I wondered: just how many varieties of poinsettias are there? We arrived at the Mitchell Park Conservatory, aptly known as the Domes, on Saturday just as the sun was going down somewhere behind a compete gray blanket of clouds. Inside one of the three domes, I saw a sea of poinsettias, the star flowers of the Christmas floral show, which was to be over the next day.
Milwaukee County's web site tells us that in the 1950s, "a design competition, won by a local architect, produced the plans for the new conservatory. Donald Grieb's winning entry called for three beehive-shaped (not geodesic) glass domes, 140 feet in diameter at the base and 85 feet high, offering 15,000 square feet of growing space for plant display. Each dome would have a distinct climate and exhibit plants in a naturalistic setting. These are the Arid, Tropical, and Floral Show domes. Construction began in 1959 and proceded in stages."

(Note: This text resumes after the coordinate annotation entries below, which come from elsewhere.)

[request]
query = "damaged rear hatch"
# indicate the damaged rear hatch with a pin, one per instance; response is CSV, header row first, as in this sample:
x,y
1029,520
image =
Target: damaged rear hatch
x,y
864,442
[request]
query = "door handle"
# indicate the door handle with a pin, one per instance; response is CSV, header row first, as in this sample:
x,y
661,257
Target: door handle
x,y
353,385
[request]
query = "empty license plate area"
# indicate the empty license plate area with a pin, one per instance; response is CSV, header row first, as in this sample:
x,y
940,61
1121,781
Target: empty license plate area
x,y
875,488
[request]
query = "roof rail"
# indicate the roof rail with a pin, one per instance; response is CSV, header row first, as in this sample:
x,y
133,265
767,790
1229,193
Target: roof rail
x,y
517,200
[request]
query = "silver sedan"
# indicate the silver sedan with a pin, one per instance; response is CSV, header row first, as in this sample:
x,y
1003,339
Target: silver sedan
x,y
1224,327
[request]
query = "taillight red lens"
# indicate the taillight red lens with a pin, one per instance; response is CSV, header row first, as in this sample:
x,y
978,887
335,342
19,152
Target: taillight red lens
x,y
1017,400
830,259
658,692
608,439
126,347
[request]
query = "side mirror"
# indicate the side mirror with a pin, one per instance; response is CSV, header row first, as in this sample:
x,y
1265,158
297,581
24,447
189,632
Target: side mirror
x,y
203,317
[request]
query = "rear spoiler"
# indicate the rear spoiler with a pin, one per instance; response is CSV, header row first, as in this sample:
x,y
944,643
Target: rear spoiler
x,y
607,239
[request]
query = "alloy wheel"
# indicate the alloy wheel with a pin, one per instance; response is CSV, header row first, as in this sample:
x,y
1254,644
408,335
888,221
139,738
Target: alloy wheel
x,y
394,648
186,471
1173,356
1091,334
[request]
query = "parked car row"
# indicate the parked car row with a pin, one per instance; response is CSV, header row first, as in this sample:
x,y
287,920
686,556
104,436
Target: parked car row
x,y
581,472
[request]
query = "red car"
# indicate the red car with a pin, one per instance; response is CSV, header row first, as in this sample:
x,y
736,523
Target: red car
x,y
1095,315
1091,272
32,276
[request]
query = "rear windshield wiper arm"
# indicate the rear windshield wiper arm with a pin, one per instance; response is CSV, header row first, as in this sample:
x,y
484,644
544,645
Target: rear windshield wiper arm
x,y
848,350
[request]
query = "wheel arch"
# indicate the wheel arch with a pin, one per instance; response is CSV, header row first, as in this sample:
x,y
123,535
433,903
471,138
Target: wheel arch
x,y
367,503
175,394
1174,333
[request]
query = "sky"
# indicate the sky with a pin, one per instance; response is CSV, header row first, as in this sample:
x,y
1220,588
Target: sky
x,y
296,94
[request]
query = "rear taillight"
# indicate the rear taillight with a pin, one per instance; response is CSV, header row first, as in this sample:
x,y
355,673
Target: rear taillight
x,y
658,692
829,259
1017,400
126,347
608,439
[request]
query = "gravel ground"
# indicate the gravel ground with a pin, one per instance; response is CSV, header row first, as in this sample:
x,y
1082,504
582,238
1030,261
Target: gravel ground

The damp gray outside made the interior of the conservatory that much more vivid, but it would have been vivid any time in the floral dome, with its hundreds of poinsettias of various hues and still-decorated Christmas trees, or the tropical dome with its lush greenery, or even the arid dome, with all its dozens of weird cacti and such dry-world plants.
In the floral dome, a small sample of the flowers, doing no justice to the subtle color variety that I experienced:
In the tropical dome, some elephant ears. That's what I call them, anyway:
In the arid dome, some of Milwaukee's few palms, plus skyscraper cacti:
I've long liked conservatories, as far back as a visit to the United States Botanic Garden in Washington, DC, over 25 years ago, which I happened upon without any plan to visit. Glass domes are pleasing to the eye practically by nature, and plant diversity never falls to amaze, though botany isn't my calling, since I can never remember the names of very many plants. My reaction is more basic than informed: "Wow, look at that strange one."